Pese a su inocultable disgusto, el visitante anhelaba hablar su idioma tanto como ellos, y en breve los tres estaban conversando. Rob y Mary no podían contenerse y lo abrumaron a preguntas:
– ¿Tiene noticias de las tierras escocesas?
– ¿Corrían buenos o malos tiempos cuando partiste de Londres?
– ¿Reinaba la paz?
– ¿Canuto seguía siendo rey?
Bostock debió darles todo tipo de informaciones para compensar la cena, aunque las últimas noticias eran de casi dos años atrás. Nada sabía de las tierras escocesas ni del norte de Inglaterra. Los tiempos eran prósperos y Londres crecía en paz, cada año con más viviendas y con más barcos, dejando pequeñas las instalaciones del Támesis. Dos meses antes de abandonar Inglaterra, les informó, había muerto el rey Canuto de muerte natural, y el día que llegó a Calais se enteró del fallecimiento de Roberto I, duque de Normandía.
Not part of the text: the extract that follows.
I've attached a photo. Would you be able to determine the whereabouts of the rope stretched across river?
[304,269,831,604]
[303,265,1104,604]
– Ahora gobiernan unos bastardos a ambos lados del Canal. En Normandía el hijo ilegítimo de Roberto, Guillermo, y aunque todavía es un niño, se ha convertido en duque de Normandía con el apoyo de los amigos y parientes de su difunto padre.
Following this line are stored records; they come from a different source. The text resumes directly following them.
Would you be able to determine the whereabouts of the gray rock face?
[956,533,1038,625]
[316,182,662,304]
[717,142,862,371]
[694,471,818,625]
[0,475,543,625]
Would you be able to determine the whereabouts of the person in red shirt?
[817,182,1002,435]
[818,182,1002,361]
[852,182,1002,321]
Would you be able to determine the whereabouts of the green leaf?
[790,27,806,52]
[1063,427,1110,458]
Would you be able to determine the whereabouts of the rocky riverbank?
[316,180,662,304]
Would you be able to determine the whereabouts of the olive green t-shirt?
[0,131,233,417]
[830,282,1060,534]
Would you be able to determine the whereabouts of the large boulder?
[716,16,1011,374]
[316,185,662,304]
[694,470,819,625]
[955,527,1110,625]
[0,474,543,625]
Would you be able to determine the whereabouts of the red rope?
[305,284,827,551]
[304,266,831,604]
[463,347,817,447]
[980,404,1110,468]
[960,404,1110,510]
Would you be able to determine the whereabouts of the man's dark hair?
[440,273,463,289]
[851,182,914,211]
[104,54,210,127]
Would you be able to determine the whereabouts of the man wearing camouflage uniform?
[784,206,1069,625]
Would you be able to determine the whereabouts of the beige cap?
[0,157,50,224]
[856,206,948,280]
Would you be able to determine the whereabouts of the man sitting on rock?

“En Inglaterra, la sucesión correspondía por derecho a Hardeknud, el hijo de Canuto y la reina Emma, pero durante años ha llevado la vida de un extranjero en Dinamarca, de modo que el trono le ha sido usurpado por su medio hermano más joven que él. Haroldo Pie de Liebre, a quien Canuto ha reconocido como hijo ilegítimo habido de su unión con una desconocida de Northampton, llamada Aelfgifu, es ahora rey de Inglaterra.